Corporate news releases bogged down by fuzzy language, jargon, and men

National Storytelling Week is the Society for Storytelling’s annual jamboree of all things story. And, as for each of the last four years, here at corporate and brand storytelling consultancy Insight Agents, we’re marking the week by publishing some new research. In our line of fire this year? The humble – and often overblown – news release, that staple of corporate and brand storytelling.

What we’ve found is this: Britain’s biggest companies write news releases that are woolly, opaque, and routinely fail to communicate clearly. They’re often too long, with sentences so protracted that they defy understanding. And men outnumber women almost nine to one as spokespeople. Yes, you read me right. Almost nine to one.

Our research has analysed the linguistic content of news releases from the top 50 firms on the Financial Times share index.
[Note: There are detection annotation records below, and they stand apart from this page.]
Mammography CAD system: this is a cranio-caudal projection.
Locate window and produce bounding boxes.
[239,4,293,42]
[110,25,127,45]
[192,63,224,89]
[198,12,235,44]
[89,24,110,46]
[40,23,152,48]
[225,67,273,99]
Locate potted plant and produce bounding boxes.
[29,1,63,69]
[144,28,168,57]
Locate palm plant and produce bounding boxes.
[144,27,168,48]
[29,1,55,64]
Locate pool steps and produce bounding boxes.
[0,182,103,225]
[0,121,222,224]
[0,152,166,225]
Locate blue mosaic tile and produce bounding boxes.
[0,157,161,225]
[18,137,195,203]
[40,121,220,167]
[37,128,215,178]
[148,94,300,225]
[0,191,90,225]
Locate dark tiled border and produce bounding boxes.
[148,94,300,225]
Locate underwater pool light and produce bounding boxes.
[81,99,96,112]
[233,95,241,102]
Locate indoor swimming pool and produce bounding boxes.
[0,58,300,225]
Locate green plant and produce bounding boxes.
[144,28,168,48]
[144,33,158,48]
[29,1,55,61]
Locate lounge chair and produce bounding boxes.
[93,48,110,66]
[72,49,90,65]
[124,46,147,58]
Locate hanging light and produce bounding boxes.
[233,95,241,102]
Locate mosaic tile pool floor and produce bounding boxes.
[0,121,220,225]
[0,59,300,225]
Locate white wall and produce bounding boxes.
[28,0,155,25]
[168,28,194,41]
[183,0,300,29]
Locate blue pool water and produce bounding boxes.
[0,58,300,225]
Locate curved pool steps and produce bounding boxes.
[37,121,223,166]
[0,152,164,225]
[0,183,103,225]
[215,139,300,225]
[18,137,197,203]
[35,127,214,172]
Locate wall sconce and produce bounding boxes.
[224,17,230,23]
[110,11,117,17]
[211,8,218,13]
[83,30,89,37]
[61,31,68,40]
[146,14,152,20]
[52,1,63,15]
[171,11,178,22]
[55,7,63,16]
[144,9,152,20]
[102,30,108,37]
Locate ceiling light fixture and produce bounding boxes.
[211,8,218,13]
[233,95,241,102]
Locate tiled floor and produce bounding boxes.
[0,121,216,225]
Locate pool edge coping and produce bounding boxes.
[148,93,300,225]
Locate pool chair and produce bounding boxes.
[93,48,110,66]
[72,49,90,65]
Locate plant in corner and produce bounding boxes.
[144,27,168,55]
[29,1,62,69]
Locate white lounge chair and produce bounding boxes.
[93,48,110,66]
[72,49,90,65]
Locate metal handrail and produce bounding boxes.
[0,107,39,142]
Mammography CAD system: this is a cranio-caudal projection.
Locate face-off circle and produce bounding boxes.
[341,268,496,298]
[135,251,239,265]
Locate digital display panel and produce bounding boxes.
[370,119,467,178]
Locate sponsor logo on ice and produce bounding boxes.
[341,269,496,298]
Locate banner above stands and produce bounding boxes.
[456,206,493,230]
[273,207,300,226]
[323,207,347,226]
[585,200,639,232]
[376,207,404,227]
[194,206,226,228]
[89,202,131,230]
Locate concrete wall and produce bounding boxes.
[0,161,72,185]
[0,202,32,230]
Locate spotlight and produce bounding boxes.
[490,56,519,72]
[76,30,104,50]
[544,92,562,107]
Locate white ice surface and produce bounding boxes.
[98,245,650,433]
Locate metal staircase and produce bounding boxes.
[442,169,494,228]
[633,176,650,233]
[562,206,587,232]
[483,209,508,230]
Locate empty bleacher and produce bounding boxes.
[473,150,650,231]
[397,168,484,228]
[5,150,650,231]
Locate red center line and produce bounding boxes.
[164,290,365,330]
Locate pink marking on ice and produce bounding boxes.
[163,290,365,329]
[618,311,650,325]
We’re publishing these findings during National Storytelling Week as the second annual FTSE50 Clarity Index to celebrate the society’s week. And to turn the spotlight on that often-overlooked quarter of storytelling: corporate and brand storytelling. You can download your copy of the report here.

We asked our research collaborators from the Catalyst Scheme at Sussex University’s Innovation Centre to harvest the ten most recent news releases from the 50 biggest companies of the FTSE, posted online to mid-November 2018. They then analysed how simple or complex the releases were to read. They used the well-established Flesch Kincaid (FK) reading ease tool, via www.readable.io. The analysis enabled our researchers to re-rank the FTSE50 by linguistic clarity. The top ten is shown in the table below.

Top ten best communicators on FTSE50 for linguistic clarity of news releases

Financial services firm Hargreaves Lansdown was the clearest communicator on the FTSE50, one of three companies from the sector in the top ten (also Aviva and Barclays). It’s another good year for Aviva (4th), which topped the inaugural FTSE50 Clarity Index in 2018 (turn back the clock to last year’s blog here). None of Britain’s ten biggest companies featured in the FTSE Clarity Index 2019, with the two biggest – Royal Dutch Shell (£203bn market capitalisation) and HSBC (£130bn) – ranked 16th and 19th respectively.

The three media and publishing companies on the FTSE50 don’t win any awards for clarity or ease of understanding. Publishers RELX Group (which now dubs itself an “information and analytics company”) and Informa ranked 27 and 45 respectively. Meanwhile, WPP Group – the holding company for world’s largest collection of advertising and PR firms – came in at 43, four places below its rank by market capitalisation. There’s clearly still a lot of work to do for new CEO, Mark Read, if he’s to get his message across clearly following Martin Sorrell’s departure last year.

The gender imbalance of spokespeople quoted in the news releases of Britain’s biggest businesses is stark. On average, almost nine out of ten news releases quoted male spokespeople. 21 companies quoted only men, and a further 14 quoted just one woman. Prudential was the only company on the index approaching parity, with six men and four women quoted in the ten news releases analysed. This contrasts with the FAANG Five – Facebook, Apple, Amazon, Netflix, and Google. Google and Facebook featured equal numbers of female and male spokespeople.

Even in the digital media age, the news release remains an important tool for corporate communication. It’s also one over which companies have total control, unlike a lot of social media content. That’s why we find it embarrassing that so many of Britain’s biggest business do it so badly. Writing good news releases is fundamentally an exercise in empathy. It’s about putting yourself in the mind of those who will read the news release – journalists, bloggers, anyone outside the organisation. This is true of all business writing, but particularly news releases.